New to this? Read the email auth checker guide →
Custom DKIM selector (optional)
DKIM records live at selector._domainkey.domain, and the selector is not published in DNS — the tool probes common ones, but add yours if you know it.
Records are fetched over DNS-over-HTTPS (Cloudflare, Google fallback). Only the domain name is sent to the resolver — SPF, DKIM and DMARC records are public DNS data. Nothing is stored by this site.
How to use the email auth checker
- Enter the domain that sends your email (the part after the @) and press Check.
- The tool fetches the domain's SPF and DMARC records and probes common DKIM selectors, then flags problems and suggests fixes.
- Fix anything marked in red first — those are the settings that most affect whether your mail is trusted or spoofable.
SPF, DKIM and DMARC in one minute
SPF lists which servers may send mail for your domain. DKIM cryptographically signs each message so the recipient can verify it was not altered and really came from you. DMARC ties the two together: it tells receivers what to do when a message fails both checks (nothing, quarantine, or reject) and where to send reports. You want all three, with DMARC set to at least quarantine once you have confirmed legitimate mail passes.
Why it matters
Without these records, anyone can forge email from your domain, and mailbox providers are increasingly likely to spam-folder or reject your legitimate mail. Gmail and Yahoo now require SPF, DKIM and DMARC for bulk senders. Getting them right improves deliverability and stops your brand being used in phishing.

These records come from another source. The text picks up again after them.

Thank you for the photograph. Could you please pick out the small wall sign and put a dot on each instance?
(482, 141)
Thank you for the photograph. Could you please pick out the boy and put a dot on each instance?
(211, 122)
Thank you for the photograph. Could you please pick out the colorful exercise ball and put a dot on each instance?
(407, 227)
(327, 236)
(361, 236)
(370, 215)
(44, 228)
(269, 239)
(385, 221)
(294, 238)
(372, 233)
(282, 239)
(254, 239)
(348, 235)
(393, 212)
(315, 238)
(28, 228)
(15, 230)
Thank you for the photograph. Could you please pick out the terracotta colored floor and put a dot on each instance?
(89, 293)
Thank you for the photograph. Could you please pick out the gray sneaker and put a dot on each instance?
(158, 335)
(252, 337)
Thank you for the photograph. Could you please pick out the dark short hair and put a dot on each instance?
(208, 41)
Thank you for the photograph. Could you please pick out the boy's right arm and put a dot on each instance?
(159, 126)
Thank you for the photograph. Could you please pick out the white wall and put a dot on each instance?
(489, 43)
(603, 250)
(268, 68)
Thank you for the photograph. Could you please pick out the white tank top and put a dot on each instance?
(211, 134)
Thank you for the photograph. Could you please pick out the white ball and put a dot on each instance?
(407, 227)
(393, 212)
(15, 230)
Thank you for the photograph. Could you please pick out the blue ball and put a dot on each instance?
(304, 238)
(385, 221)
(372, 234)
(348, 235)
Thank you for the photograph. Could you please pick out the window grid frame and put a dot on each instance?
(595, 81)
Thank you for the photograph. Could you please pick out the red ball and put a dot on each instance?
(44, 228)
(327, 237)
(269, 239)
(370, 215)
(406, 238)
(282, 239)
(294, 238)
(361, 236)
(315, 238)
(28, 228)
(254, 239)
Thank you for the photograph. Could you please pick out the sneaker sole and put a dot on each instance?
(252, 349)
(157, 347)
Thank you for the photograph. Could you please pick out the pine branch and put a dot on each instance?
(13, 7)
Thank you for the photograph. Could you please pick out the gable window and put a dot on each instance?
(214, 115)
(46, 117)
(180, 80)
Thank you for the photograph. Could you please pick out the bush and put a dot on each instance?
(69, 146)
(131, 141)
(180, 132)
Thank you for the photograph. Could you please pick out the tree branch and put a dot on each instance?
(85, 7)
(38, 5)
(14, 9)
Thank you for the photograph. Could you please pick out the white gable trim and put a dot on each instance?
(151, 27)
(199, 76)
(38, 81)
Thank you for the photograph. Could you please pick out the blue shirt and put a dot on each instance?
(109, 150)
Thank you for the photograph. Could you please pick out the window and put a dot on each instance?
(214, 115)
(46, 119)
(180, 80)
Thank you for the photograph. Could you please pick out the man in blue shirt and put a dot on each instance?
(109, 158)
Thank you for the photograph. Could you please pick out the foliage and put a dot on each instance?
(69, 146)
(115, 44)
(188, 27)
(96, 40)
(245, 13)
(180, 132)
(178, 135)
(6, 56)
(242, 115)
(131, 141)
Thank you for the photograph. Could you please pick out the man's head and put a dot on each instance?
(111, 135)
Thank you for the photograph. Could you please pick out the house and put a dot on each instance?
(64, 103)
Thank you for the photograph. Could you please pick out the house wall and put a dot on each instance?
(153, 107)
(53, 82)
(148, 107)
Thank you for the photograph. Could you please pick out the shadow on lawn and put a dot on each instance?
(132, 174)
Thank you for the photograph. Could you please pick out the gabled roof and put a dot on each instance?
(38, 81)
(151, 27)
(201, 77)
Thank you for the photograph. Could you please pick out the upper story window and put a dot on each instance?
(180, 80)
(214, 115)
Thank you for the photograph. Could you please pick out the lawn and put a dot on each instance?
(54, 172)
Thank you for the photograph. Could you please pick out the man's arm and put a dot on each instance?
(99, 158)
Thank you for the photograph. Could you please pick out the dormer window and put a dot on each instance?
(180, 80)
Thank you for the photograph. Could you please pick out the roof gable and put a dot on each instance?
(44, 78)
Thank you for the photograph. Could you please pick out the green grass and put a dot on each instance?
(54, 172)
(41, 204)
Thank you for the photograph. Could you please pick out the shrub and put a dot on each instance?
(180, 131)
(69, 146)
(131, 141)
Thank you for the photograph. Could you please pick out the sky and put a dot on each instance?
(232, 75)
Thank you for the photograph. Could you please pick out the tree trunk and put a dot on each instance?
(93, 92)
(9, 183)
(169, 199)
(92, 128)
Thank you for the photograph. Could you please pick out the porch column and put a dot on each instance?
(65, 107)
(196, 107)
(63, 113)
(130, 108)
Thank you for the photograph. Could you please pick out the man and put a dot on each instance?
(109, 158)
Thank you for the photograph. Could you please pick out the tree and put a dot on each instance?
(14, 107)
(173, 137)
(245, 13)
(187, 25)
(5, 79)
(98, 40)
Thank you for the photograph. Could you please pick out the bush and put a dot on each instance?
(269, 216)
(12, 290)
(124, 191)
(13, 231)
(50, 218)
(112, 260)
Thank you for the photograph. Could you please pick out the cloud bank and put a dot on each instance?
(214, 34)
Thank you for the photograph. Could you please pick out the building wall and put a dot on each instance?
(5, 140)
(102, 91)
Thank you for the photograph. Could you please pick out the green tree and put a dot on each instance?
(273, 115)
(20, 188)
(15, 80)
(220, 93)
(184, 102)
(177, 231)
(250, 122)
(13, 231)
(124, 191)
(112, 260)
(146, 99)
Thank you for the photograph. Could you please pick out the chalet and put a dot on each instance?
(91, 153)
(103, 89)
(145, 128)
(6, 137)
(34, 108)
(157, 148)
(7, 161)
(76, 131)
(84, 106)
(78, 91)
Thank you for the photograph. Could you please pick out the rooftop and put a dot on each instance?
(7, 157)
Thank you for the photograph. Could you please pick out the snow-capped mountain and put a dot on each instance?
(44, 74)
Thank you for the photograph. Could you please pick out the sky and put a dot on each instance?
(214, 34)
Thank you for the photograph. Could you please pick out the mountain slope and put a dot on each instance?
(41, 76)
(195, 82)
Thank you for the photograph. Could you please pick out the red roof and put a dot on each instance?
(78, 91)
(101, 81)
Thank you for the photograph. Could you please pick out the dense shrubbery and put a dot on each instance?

Frequently asked questions
What do SPF, DKIM and DMARC do?
SPF lists which servers may send mail for your domain, DKIM cryptographically signs each message so it cannot be altered or forged, and DMARC tells receivers what to do when a message fails both (nothing, quarantine or reject) and where to send reports. Together they stop others spoofing your domain and improve deliverability.
Why does DKIM show as not found when I have it set up?
DKIM records live at a provider-specific selector (selector._domainkey.domain) that is not discoverable from DNS. The tool probes common selectors and lets you enter your own — find yours in the s= tag of the DKIM-Signature header on a message you have sent. A "not found" result only means none of the probed selectors matched.
My DMARC is p=none — is that a problem?
p=none only monitors; it does not stop spoofing. Use it to collect reports for a few weeks, confirm your legitimate mail passes SPF or DKIM, then move to p=quarantine and finally p=reject. Staying at none indefinitely leaves your domain spoofable.
Is anything uploaded?
No. SPF, DKIM and DMARC records are public DNS data. Only the domain name is sent to the DNS-over-HTTPS resolver, and this site stores nothing.